Fedele alla sua storia da calciatore. Si, ho sempre avuto un occhio di riguardo per il talento e la tecnica. Le partite vengono decise dagli episodi, dall’estro, dalle scelte giuste dei calciatori. Ad un certo punto abbiamo pensato che prestanza fisica e tatticismo esasperato fossero la via giusta per raggiungere l’esito e che l’allenatore sia più importante di chi va in campo. Pensiamo ad un Roberto Baggio in panchina o Zola e Signori esiliati sulla fascia sinistra. Siamo nel teatro dell’assurdo. Nel mio piccolo ho sofferto anche io queste decisioni da calciatore, soprattutto negli anni 90, quando in tanti hanno iniziato ad imitare Sacchi senza avere le sue capacità, ma anche i calciatori a disposizione. Con tutto il rispetto possibile, ma fare giocare Mannari o Van Basten non è la stessa cosa!

Torniamo all’attualità. Quali sono le rivali dell’Abano in questa stagione? In primis pensiamo a lavorare bene noi. Ci sono tante squadre che spendono molto, in tante faranno all in e sarà un campionato molto competitivo. Il Monselice ha voglia di vincere e si sta attrezzando per salire, ma ho sentito anche il Porto Viro che sta lavorando in questo senso. Vediamo come saranno i gironi e poi potrò farmi un’idea più precisa.

Che idea si è fatto invece sulla situazione del suo Padova? Due piani di analisi. Il primo, sono stati spesi molti soldi. Il secondo, una buona dose di sfortuna, perché Perugia e Sud Tirol hanno fatto qualcosa di incredibile in questi due anni. Detto questo, mi aspettavo comunque di più dal Padova in relazione agli investimenti compiuti. Ho visto poche partite quest’anno, ma nei playff sono rimasto deluso dall’identità e dalla qualità di squadra, oltra agli atteggiamenti di più di qualche giocatore. Non mi sento di aggiungere altri giudizi. Ci sono rimasto male, perché ho il Padova tatuato nel cuore e pensavo, sinceramente, fosse l’anno giusto per tornare in Serie B.

E sul Cittadella? Qualcuno ha storto il naso per il mancato accesso ai playoff. Mi viene da sorridere a quest’ultime parole. C’è da costruire un monumento a Gabrielli e Marchetti per quello che fanno da anni a Cittadella. Un lavoro straordinario, tendente al miracolo. Mi sembra di sentire i tifosi dell’Atalanta che si lamentano del mancato accesso in Europa. È proprio vero che il tifoso ha memoria corta.

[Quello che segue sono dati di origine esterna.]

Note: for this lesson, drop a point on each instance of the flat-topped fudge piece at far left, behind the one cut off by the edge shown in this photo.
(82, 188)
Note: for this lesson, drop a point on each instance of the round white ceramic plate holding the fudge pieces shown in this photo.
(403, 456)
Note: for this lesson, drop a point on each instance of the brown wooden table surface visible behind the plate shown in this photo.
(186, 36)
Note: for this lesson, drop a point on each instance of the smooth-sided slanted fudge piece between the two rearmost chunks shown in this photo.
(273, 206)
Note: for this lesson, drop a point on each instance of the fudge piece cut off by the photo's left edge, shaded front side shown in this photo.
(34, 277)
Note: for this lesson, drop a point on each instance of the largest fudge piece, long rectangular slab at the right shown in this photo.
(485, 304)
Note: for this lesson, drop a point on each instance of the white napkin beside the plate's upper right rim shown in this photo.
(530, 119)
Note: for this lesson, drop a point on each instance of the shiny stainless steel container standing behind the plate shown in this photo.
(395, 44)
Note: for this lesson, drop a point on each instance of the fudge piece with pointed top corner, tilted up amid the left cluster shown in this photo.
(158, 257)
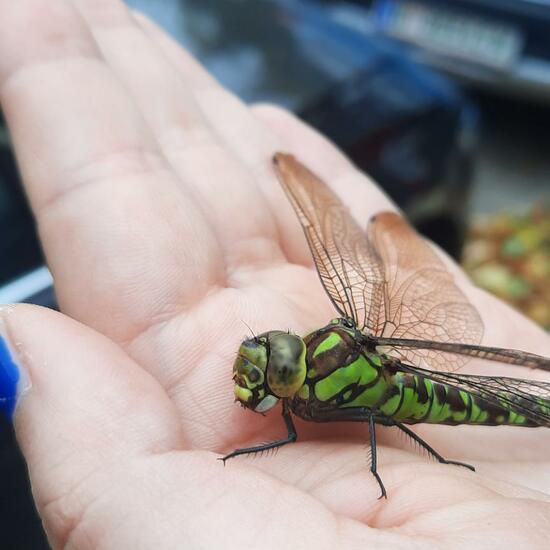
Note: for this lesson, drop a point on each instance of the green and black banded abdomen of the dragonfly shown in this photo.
(419, 399)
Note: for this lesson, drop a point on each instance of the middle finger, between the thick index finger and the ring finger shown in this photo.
(207, 169)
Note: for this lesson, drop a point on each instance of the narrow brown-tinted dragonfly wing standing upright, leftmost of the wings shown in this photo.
(348, 265)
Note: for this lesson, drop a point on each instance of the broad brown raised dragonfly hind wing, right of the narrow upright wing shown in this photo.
(423, 301)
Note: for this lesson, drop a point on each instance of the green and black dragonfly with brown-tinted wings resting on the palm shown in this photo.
(390, 358)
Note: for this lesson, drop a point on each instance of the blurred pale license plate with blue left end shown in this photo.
(451, 34)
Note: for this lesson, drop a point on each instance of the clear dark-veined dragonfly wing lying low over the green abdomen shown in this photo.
(529, 398)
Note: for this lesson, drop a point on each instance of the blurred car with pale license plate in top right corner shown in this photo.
(500, 45)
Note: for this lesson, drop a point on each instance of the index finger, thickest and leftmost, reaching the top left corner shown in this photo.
(120, 236)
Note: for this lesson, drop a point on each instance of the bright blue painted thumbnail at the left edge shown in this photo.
(13, 378)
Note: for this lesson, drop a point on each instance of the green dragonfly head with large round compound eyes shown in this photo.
(268, 367)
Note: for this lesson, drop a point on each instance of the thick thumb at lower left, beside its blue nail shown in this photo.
(88, 415)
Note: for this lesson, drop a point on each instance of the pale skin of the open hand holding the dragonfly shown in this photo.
(166, 230)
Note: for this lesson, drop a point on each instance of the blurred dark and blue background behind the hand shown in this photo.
(445, 103)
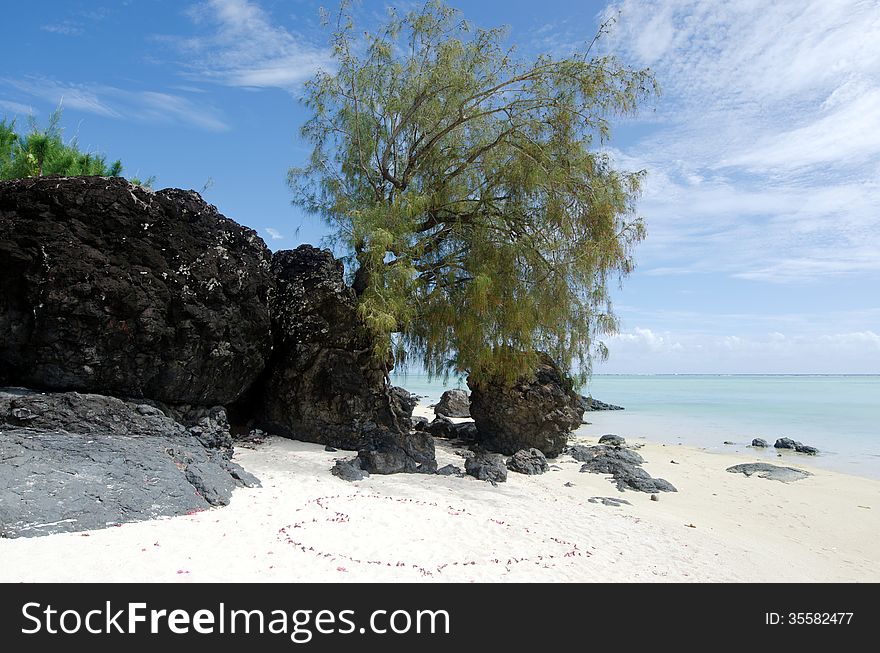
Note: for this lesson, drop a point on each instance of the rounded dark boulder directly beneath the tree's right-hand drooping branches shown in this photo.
(537, 412)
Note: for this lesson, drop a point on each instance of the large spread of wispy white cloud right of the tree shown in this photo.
(764, 153)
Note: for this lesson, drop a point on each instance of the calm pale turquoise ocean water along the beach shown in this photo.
(838, 414)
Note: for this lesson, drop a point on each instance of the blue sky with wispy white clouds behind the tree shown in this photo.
(763, 153)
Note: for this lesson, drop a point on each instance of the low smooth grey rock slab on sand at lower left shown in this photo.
(88, 461)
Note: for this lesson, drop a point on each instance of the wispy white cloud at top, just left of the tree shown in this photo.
(243, 47)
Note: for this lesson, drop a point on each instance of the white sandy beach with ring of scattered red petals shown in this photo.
(306, 525)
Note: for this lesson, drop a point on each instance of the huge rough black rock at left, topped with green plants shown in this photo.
(108, 287)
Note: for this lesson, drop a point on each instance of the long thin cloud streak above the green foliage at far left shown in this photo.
(114, 102)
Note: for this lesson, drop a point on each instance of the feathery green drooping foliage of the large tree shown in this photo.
(469, 187)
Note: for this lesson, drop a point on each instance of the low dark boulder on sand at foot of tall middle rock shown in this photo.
(389, 452)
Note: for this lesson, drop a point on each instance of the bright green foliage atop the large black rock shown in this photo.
(43, 152)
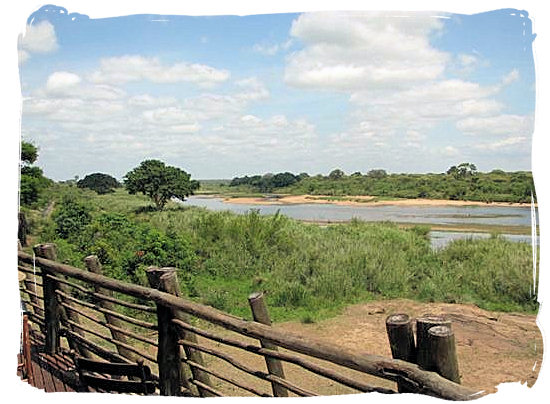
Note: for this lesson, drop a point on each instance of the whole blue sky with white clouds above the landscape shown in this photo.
(226, 96)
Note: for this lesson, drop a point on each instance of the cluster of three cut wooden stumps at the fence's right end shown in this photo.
(434, 349)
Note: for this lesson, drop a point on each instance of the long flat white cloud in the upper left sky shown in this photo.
(124, 69)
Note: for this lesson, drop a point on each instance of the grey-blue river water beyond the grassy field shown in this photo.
(442, 215)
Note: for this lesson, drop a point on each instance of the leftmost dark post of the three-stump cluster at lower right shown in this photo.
(401, 338)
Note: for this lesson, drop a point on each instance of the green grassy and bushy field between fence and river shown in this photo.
(308, 271)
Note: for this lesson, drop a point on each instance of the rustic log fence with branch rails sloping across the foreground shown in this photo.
(196, 350)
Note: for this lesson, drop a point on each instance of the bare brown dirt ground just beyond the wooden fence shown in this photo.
(492, 347)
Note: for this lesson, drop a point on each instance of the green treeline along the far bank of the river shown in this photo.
(461, 182)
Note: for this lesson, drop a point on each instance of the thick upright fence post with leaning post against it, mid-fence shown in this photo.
(165, 280)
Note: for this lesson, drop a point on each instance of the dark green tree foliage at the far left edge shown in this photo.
(33, 182)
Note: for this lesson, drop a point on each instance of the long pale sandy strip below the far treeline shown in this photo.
(358, 200)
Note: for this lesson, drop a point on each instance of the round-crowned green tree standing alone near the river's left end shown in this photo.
(160, 182)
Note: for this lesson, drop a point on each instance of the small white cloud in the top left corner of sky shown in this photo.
(38, 38)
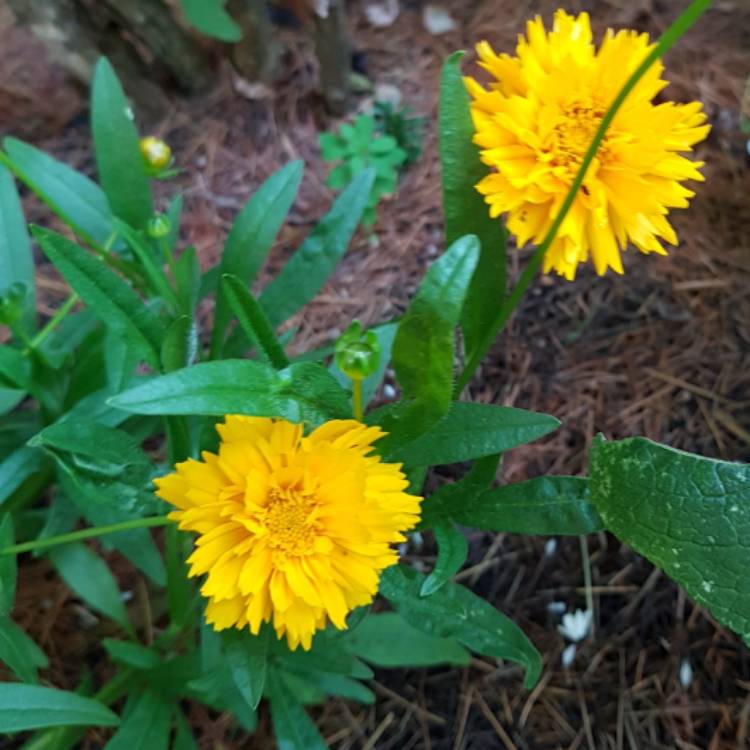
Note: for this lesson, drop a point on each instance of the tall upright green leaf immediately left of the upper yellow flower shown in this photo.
(464, 208)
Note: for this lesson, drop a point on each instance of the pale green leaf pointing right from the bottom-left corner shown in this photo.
(24, 707)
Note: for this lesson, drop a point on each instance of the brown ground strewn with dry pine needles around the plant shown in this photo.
(660, 352)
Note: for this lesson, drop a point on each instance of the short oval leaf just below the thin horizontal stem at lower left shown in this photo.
(90, 578)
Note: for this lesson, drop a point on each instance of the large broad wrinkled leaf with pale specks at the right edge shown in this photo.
(687, 514)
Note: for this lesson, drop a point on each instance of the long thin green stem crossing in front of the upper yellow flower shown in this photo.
(694, 11)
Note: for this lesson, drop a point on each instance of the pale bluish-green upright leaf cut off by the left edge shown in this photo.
(16, 260)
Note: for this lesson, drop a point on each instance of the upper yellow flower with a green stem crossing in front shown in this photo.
(537, 120)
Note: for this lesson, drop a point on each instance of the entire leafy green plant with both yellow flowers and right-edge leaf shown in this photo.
(255, 492)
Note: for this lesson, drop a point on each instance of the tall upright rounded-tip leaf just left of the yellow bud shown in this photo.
(118, 155)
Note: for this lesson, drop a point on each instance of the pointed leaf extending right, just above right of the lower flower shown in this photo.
(471, 430)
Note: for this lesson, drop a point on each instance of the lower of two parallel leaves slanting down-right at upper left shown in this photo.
(105, 292)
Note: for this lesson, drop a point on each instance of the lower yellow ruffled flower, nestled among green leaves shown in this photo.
(291, 529)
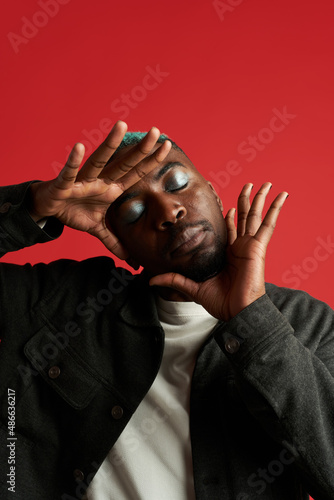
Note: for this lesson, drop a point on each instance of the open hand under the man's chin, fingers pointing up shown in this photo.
(242, 280)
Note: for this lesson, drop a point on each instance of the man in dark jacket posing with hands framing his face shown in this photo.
(192, 380)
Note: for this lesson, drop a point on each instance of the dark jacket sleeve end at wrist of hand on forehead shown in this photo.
(17, 228)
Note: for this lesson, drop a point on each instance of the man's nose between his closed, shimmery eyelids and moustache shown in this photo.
(167, 211)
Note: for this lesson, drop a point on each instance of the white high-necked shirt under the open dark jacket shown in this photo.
(152, 458)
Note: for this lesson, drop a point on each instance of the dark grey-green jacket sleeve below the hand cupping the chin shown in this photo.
(282, 350)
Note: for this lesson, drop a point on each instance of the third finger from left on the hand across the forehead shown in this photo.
(130, 159)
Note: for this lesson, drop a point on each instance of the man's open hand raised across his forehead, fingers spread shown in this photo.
(80, 198)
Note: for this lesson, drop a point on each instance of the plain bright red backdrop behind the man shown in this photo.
(224, 73)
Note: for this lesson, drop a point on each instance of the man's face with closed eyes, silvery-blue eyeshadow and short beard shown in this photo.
(171, 220)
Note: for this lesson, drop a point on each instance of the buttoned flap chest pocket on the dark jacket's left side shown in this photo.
(61, 367)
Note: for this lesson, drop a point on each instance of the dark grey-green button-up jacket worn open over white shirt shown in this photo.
(81, 345)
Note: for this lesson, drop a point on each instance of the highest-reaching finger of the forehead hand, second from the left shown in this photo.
(96, 162)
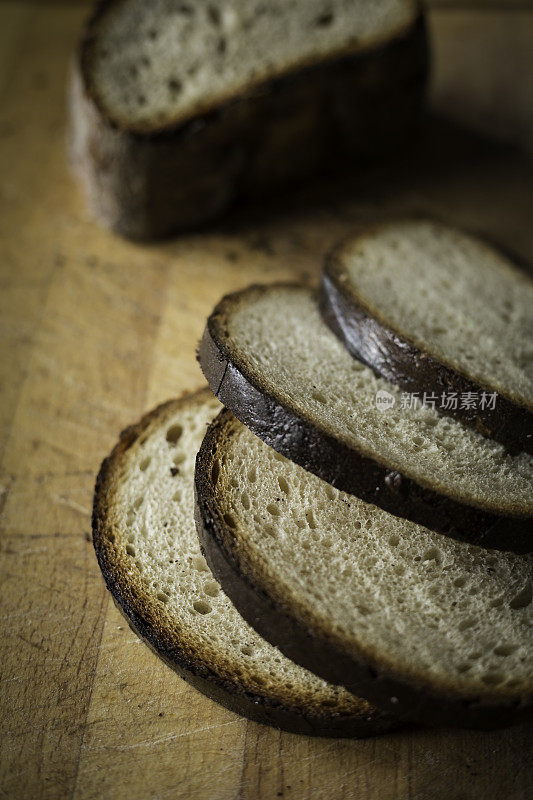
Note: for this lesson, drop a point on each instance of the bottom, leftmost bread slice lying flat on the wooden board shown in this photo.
(147, 548)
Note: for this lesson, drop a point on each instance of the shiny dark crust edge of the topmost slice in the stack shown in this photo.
(394, 356)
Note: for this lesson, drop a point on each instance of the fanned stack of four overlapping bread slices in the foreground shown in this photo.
(345, 544)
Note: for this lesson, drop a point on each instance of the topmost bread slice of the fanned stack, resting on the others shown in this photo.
(439, 312)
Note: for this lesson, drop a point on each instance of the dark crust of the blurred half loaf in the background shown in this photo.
(150, 183)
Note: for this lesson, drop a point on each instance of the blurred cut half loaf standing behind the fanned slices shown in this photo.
(180, 107)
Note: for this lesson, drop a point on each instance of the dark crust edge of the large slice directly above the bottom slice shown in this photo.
(318, 649)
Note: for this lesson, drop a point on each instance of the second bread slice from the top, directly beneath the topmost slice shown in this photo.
(270, 358)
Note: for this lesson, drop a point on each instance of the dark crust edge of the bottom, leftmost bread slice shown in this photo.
(141, 612)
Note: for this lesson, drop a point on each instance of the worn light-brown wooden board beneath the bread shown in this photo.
(94, 331)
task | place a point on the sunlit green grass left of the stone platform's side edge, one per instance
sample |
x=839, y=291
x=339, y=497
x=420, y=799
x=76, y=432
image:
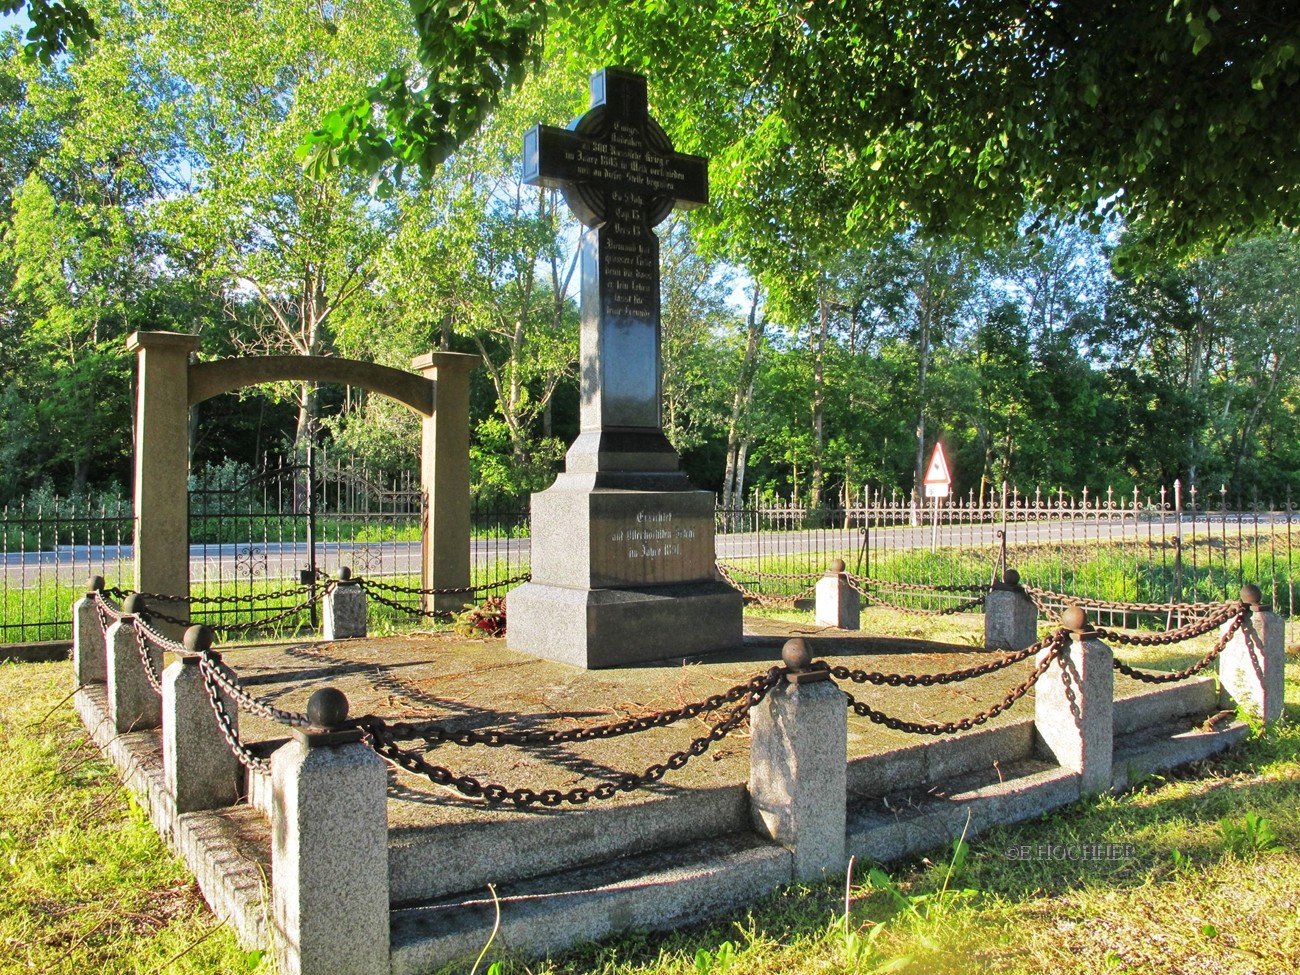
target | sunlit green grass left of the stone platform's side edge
x=85, y=883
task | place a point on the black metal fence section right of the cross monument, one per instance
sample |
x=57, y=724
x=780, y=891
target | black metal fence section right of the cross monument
x=1169, y=547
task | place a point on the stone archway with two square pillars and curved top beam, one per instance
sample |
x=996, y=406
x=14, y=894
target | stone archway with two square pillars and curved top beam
x=170, y=384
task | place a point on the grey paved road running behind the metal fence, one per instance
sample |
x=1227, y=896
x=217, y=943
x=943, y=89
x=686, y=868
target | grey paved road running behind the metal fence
x=73, y=565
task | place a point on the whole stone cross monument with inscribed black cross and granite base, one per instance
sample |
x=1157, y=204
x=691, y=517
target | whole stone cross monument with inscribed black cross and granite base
x=623, y=547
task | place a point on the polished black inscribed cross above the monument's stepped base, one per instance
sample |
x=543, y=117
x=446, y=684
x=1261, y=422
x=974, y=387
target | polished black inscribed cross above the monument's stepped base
x=622, y=177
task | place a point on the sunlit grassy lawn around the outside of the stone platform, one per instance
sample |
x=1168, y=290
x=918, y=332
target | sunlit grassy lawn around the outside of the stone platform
x=1193, y=873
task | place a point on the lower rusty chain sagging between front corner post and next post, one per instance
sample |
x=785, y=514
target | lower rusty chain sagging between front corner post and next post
x=493, y=794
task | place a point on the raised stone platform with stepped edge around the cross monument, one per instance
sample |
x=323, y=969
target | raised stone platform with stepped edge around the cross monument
x=669, y=852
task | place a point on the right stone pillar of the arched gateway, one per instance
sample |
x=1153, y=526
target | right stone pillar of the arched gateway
x=445, y=478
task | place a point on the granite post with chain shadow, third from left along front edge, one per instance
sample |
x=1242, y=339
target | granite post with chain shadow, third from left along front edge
x=1074, y=712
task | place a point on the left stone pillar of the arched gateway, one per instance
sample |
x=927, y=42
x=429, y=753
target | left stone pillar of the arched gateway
x=162, y=513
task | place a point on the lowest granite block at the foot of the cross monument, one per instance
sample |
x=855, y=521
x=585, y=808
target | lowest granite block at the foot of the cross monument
x=596, y=629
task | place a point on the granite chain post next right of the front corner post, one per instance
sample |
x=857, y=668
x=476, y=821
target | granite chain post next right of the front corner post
x=799, y=768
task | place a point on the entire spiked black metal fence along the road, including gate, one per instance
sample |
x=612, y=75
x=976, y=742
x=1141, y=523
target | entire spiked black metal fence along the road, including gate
x=263, y=532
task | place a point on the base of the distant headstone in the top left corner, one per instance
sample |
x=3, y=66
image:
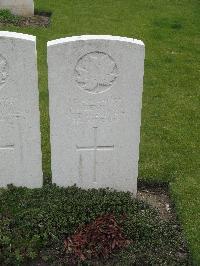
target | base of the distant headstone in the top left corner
x=18, y=7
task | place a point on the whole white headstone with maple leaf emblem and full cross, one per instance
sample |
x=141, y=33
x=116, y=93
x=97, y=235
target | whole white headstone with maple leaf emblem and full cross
x=95, y=86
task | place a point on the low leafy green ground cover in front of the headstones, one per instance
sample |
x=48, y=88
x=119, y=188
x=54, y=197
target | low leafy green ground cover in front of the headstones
x=57, y=226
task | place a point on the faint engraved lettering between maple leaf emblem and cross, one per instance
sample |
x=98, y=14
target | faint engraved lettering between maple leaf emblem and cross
x=105, y=110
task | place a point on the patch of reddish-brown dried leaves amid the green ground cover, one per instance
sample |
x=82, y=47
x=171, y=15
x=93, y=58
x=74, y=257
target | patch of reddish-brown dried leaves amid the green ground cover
x=97, y=239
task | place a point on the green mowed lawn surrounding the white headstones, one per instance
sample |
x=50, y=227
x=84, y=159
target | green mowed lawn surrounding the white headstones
x=170, y=133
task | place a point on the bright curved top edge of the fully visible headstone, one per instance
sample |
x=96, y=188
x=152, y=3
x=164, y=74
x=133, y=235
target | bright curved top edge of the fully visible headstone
x=95, y=37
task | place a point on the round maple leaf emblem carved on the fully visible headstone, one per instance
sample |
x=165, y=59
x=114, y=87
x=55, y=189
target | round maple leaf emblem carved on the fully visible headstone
x=95, y=72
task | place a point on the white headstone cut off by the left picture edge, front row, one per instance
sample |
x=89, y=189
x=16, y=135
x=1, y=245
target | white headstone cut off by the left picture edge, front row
x=20, y=142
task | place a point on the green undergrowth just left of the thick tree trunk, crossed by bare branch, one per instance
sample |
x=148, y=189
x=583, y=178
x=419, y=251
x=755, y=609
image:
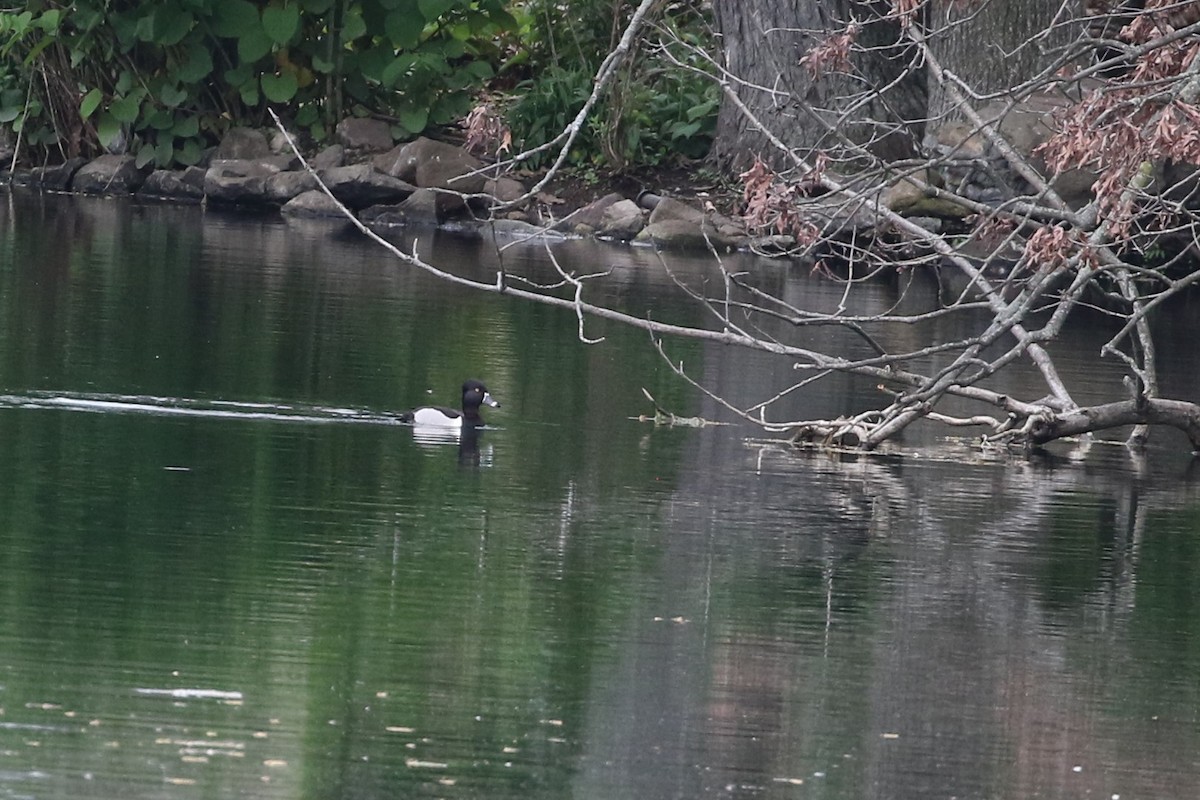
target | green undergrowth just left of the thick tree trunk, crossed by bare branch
x=655, y=115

Ultima domanda: perché Carlo Perrone, con un grande passato tra i professionisti, è ripartito dalla Promozione? Non si sente un po’ dimenticato dal grande calcio? Sinceramente, sono un uomo felice, appagato e soddisfatto. Ho una sana autostima e vivo il calcio come passione. A tutti i livelli. Per l’Abano è come se mi avessero chiamato ad allenare in Serie B. Io ho sempre lo stesso tipo di approccio, mentalità ed impegno. Non cerco rivincite dal professionismo. Quando e se si accorgeranno, io sarò pronto. Ad Abano sono in una società con storia e spero porteremo ad una categoria superiore.